Catterall’s corner went with a rather more direct ‘absolutely disgusting’ after the verdict had been revealed, while some pundits questioned whether or not the fact that the fight took place in Taylor’s home city of Glasgow might have had something to do with the skewed scoring.
Controversial decisions take place in boxing all the time, but very, very few are referred to the police to investigate – as has happened in this Taylor vs Catterall case.
But Sir Lindsay Hoyle, the MP for Chorley, has reported the incident to the authorities, and has confirmed that government ministers are ‘looking into’ the result and any suspected foul play.
“Everyone is disgusted by what’s happened – it brings the sport into disrepute,’ Hoyle said. “I have to question why the judges got it so wrong? I have already sent a letter to the police.
“I also believe that something seriously went on here – whether it was undue influence, one must question why?”
Incredibly, Robert Smith – the chief of the British Boxing Board of Control – admitted that he thought that Catterall had won the fight, but the regulator does not have the power to overturn the decision.
The English lightweight may yet get his rematch with Taylor, albeit probably at catchweight, but even a victory and redemption there would not be enough to overcome a disastrous evening for the integrity of British boxing.
With corruption rife, provably so, in amateur boxing, the question is where does the sport go from here?
Of course, accusations of foul play on the judges’ scorecards have been around for decades, and the Catterall vs Taylor bout joins this long list of the worst points decisions in boxing history.
Roy Jones Jr vs Park Si-Hun (1988)
We’ll start our rundown in the amateur ranks, with the Olympic Games – sadly – not absolved of potential corruption either.
At the 1988 Olympics, Roy Jones Jr – who would go on to become a four-weight world champion professionally – was a man on the mission. He didn’t lose a single round on his way to the gold medal contest, where he would run into South Korean, and thus home favourite, Park Si-Hun.
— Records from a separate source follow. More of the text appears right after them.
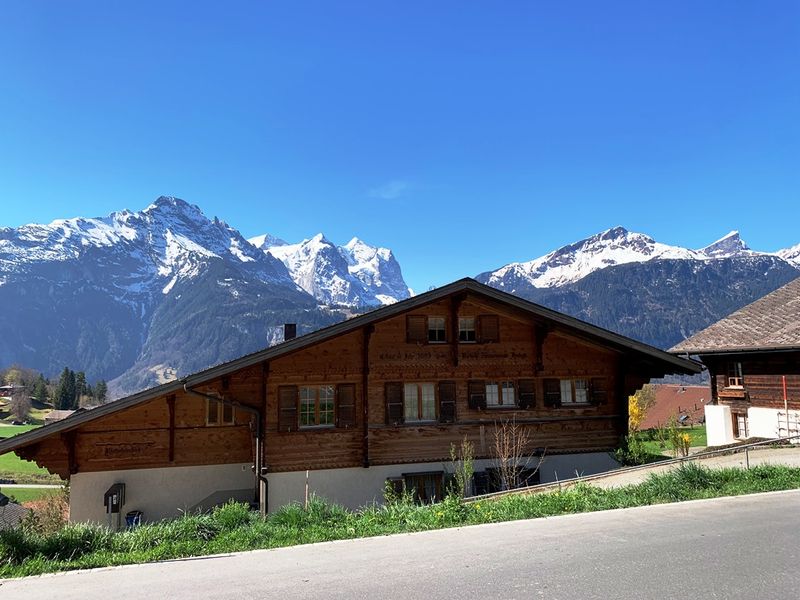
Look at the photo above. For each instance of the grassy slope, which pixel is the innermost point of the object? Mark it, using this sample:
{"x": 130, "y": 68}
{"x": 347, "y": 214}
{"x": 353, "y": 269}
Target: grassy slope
{"x": 233, "y": 528}
{"x": 22, "y": 471}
What followed was one of the most absurd judges’ decisions in history, as Jones dominated the bout from the first bell, twice administering eight counts on his outmatched opponent and out-landing him 86-32….a monumental difference.
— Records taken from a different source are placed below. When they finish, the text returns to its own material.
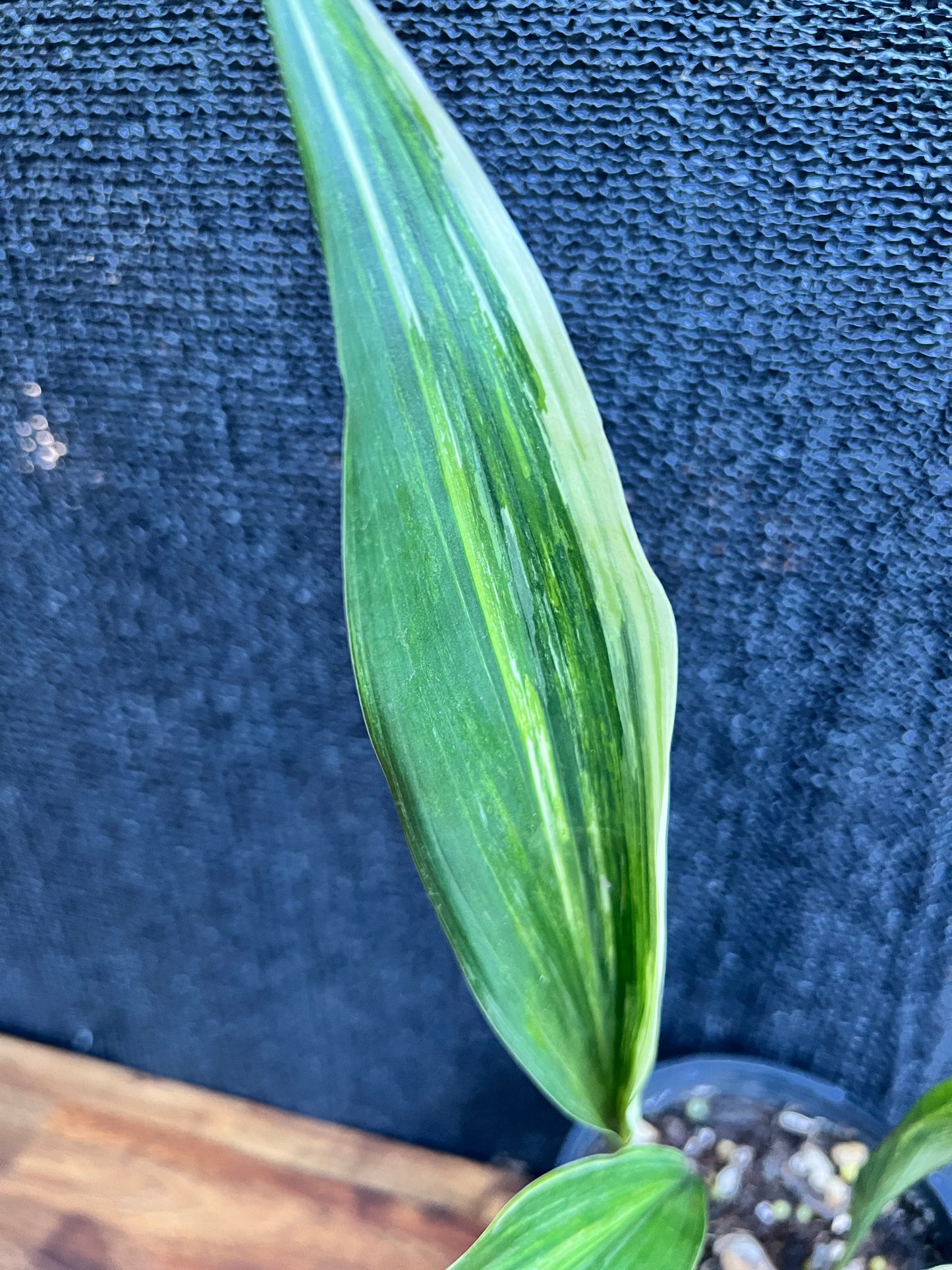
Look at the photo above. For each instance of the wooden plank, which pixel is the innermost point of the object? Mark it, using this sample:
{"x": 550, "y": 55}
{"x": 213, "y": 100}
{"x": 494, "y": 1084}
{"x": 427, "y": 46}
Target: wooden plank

But to the astonishment of everyone, Park was crowned the champion courtesy of the judging of Bob Kasule, Alberto Durán and Hiouad Larbi – who were later accused of corruption and accepting bribes.
At the medal ceremony, Park raised Jones’ hand in victory – a moral one, perhaps, but not one blessed with the gold medal that all Olympians crave.
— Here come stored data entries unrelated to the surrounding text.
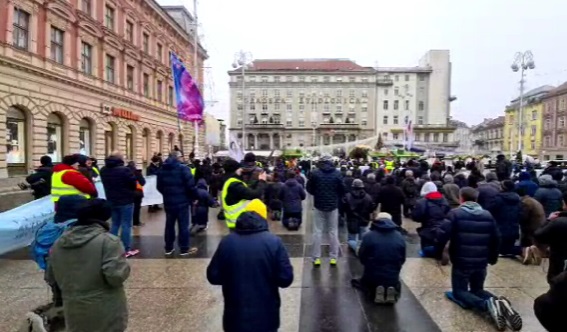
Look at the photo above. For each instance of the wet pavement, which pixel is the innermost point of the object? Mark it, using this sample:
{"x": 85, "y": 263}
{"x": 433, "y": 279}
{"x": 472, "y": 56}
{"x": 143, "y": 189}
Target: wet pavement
{"x": 174, "y": 295}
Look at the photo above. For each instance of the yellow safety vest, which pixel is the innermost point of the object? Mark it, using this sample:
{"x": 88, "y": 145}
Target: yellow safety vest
{"x": 59, "y": 188}
{"x": 231, "y": 212}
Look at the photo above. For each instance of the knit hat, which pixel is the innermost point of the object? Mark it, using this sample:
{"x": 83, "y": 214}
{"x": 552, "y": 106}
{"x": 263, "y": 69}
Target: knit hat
{"x": 326, "y": 157}
{"x": 259, "y": 207}
{"x": 70, "y": 160}
{"x": 428, "y": 188}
Lennox Lewis vs Evander Holyfield (1999)
For many, heavyweight boxing remains the biggest draw – especially when two of the best in the business go at it.
Lennox Lewis and Evander Holyfield had the chance to be crowned the undisputed champion after their bout at Madison Square Garden, and yet all that unfolded was one of the undisputed worst decisions in the sport’s archives.
For context, Lewis – a Brit by way of Canada – nearly landed as many punches as Holyfield threw in the whole contest, and in the end the punch count read 348-130 in Lewis’ favour.
Shockingly, one of the judges called the fight as a draw and another, Eugenia Williams, made Holyfield her 115-113 winner. That scoring was so bad that Williams was later indicted and forced to explain herself – and refute accusations of corruption – to a federal grand jury.
All’s well that ends well, perhaps, given that Lewis won their rematch eight months later. But it was another mind-bogglingly dark day for boxing.
Manny Pacquiao vs Timothy Bradley (2012)
According to media reports, at the end of this 2012 bout Timothy Bradley headed over to his corner and disconsolately told his team ‘I tried hard but couldn’t beat the guy.’
Imagine his surprise then when two of the judges at ringside decided that he had beaten Manny Pacquaio in their Las Vegas welterweight clash – despite the Filipino, who many felt was amongst the pound-for-pound best in the world at the time, landing nearly 100 more punches and 82 more ‘power’ shots.
A subsequent investigation by the WBO, who pulled together five veteran judges, found that Pacquiao indeed should have won by a wide margin, and the mystery of one of the strangest points decisions in boxing lives on.